Pour traiter son objet, l’auteur a adopté un plan comportant trois parties qui, dans l’ensemble, présentent un déséquilibre flagrant, soit un travail qui n’obéit guère au protocole scientifique. La première et la troisième parties se limitent à 3 et 10 pages seulement, alors que la deuxième partie en comprend plus de 150, ce qui implique forcément que certains aspects soient mieux traités que d’autres.

Dans la première partie, l’auteur aborde la situation actuelle des musulmans dans le monde. Il s’agit, en fait, d’un bref aperçu sur l’effectif de cette population et sa répartition dans les pays occidentaux, ainsi que sur les facteurs ayant entraîné sa stigmatisation.

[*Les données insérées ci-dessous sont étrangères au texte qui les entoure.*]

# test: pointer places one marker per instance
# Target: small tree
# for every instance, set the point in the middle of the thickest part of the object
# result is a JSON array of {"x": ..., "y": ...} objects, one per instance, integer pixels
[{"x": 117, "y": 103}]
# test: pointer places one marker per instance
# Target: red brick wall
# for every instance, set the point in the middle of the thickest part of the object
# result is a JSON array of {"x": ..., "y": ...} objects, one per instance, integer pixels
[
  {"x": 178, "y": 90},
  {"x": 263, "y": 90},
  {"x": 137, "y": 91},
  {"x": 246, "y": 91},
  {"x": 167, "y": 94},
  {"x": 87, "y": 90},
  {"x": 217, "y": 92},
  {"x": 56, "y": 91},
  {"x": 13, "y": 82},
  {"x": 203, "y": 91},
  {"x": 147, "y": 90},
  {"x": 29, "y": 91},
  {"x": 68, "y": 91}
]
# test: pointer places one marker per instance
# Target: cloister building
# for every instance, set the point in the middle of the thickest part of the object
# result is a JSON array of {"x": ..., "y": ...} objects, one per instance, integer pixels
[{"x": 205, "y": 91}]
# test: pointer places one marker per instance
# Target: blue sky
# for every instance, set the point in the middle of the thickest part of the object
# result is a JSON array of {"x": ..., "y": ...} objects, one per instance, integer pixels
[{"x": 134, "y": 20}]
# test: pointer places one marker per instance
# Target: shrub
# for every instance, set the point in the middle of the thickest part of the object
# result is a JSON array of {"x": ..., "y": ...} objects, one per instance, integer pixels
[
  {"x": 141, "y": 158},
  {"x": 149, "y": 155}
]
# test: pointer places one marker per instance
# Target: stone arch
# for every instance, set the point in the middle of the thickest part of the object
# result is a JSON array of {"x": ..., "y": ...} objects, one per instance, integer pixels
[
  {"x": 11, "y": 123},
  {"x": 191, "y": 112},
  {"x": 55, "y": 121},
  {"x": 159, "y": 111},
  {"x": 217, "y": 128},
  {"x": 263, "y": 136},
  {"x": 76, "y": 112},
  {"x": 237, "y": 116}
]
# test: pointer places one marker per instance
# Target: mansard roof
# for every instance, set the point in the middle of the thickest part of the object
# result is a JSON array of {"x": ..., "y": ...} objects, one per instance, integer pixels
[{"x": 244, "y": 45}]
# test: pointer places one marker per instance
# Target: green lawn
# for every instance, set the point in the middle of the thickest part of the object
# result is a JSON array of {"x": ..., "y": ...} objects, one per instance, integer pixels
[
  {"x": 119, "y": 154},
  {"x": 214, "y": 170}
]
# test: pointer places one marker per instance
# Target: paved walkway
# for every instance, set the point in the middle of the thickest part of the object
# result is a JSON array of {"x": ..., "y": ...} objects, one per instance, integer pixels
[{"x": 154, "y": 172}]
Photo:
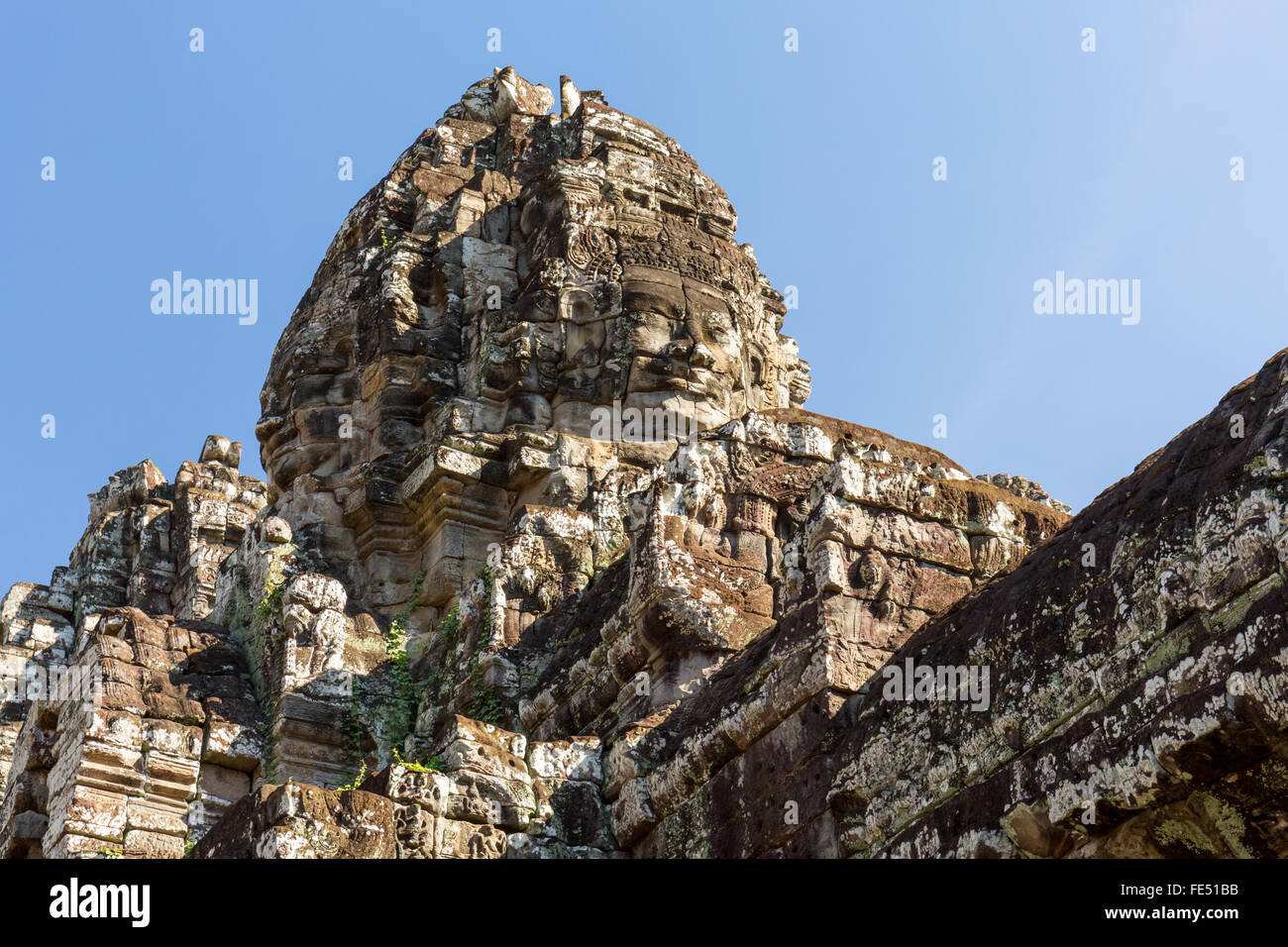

La deuxième partie commence par reprendre le point traité dans la partie précédente, mais au niveau du Québec. Sont par la suite évoqués d’autres sujets, comme la politique du multiculturalisme dont l’objectif est de permettre une gestion efficace du « vivre-ensemble » tout en préservant le particularisme culturel propre à chaque groupe de population de la province. Cela n’a pas manqué d’ouvrir le débat sur les « accommodements raisonnables », un concept juridique qui « signifie que si une règle générale et légitime porte atteinte à un droit individuel fondamental, on doit rechercher une solution amiable afin d’assouplir la norme et de permettre “raisonnablement” à l’individu d’exercer son droit » (Le Moing, 2016).

L’auteur élabore sur les effets pervers de ce concept en insistant sur les controverses qui ont contribué à la montée de l’islamophobie, car c’est dans le domaine religieux que les tensions ont été les plus fortes et ont révélé la vulnérabilité du vivre-ensemble. Parmi les autres questions soulevées, on citera le projet de charte des valeurs, qui a suscité moult débats et sur lequel les Québécois ont été fortement divisés, notamment à cause de la proposition de bannir le port des signes religieux ostentatoires. Cela n’a pas manqué de générer des tensions qui, accompagnées d’une multiplication d’actes islamophobes, fragilisent de plus en plus l’harmonie sociale. On a néanmoins pris conscience du méfait et, très vite, des actions furent enclenchées contre la radicalisation menant à la violence.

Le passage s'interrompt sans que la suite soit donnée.